Lets take this as an example:
1/x + 2/(x+1)

At some point we will get 3x+1/x(x+1)

My question is...in simplifying fractions why do we open brackets if they on top but we don't open them if they are in the denominator's place ?

Thanks
• Sep 30th 2011, 03:50 AM
Sudharaka
Re: Simplifying question
Quote:

Originally Posted by Mathbeg
Hello everyone,
This question is one of the basic simplifying questions which i couldn't understand.

Lets take this as an example:
1/x + 2/(x+1)

At some point we will get 3x+1/x(x+1)

My question is...in simplifying fractions why do we open brackets if they on top but we don't open them if they are in the denominator's place ?

Thanks

Hi Mathbeg,

Of course you could open the brackets and write the answer if you like. There is nothing wrong with it.
• Sep 30th 2011, 07:02 AM
Mathbeg
Re: Simplifying question
Quote:

Originally Posted by Sudharaka
Hi Mathbeg,

Of course you could open the brackets and write the answer if you like. There is nothing wrong with it.

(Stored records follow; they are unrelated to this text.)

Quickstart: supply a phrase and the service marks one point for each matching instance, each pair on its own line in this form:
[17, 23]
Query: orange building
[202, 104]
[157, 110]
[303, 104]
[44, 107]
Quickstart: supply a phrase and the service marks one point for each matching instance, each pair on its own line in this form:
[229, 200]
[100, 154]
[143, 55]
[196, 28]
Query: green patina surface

Oh, my teacher told me it would be wrong.
maybe he meant wrong for GCSE only.
• Sep 30th 2011, 07:10 AM
Quacky
Re: Simplifying question
Quote:

Originally Posted by Mathbeg
Oh, my teacher told me it would be wrong.
maybe he meant wrong for GCSE only.

He was probably referring to the markscheme. Generally it's better to have things factored with fractions for GCSE exams. It's good practice for things like series, integration, proofs, inequalities and so forth later on when having factored numerators/denominators can make life very simple.
• Sep 30th 2011, 07:13 AM
Consumariat
Re: Simplifying question
You need to get the denominator the same in each fraction before you can add. So, 1/x becomes 1(x+1)/x(x+1), and 2/(x+1) becomes 2(x)/x(x+1). At this point you can add the fractions being that the denominator in each is the same. So, what is 1(x+1) + 2(x)?
• Sep 30th 2011, 09:06 AM
Wilmer
Re: Simplifying question
Quote:

Originally Posted by Mathbeg
3x+1/x(x+1)

I don't understand your question (what's opening a bracket?!) but
above should be: (3x + 1) / (x(x + 1))

9 + 6/3 = 9 + 2 = 11
(9 + 6)/3 = 15/3 = 5
• Sep 30th 2011, 11:10 AM
Mathbeg
Re: Simplifying question
1/x + 2/(x+1)
1(x+1) + 2 (x) why does this become 3x + 1 but the denominator stays x(x+1) instead of X^2 + X
I mean the numerator while not have brackets but the deno will
• Sep 30th 2011, 11:28 AM
Wilmer
Re: Simplifying question
Quote:

Originally Posted by Mathbeg
1(x+1) + 2 (x) why does this become 3x + 1

1(x+1) + 2 (x) = x + 1 + 2x = 3x + 1
• Sep 30th 2011, 07:51 PM
Mathbeg
Re: Simplifying question
Looks like my question is confusing. :D

What i mean is: The numerator 1(x+1) + 2(x) why dont we keep it as it is as we did in the denominator ? the deno will be x(x+1) at the end, why not write x^2 + x as we did for the 1(x+1)..... in the numerator ?
• Oct 1st 2011, 01:30 AM
Wilmer
Re: Simplifying question
Quote:

Originally Posted by Mathbeg
....why not write x^2 + x as we did for the 1(x+1).....

You could, but then it would be considered "not fully factored"; depends on original
problem statement ; 3x + 1 cannot be factored further, x^2 + x can.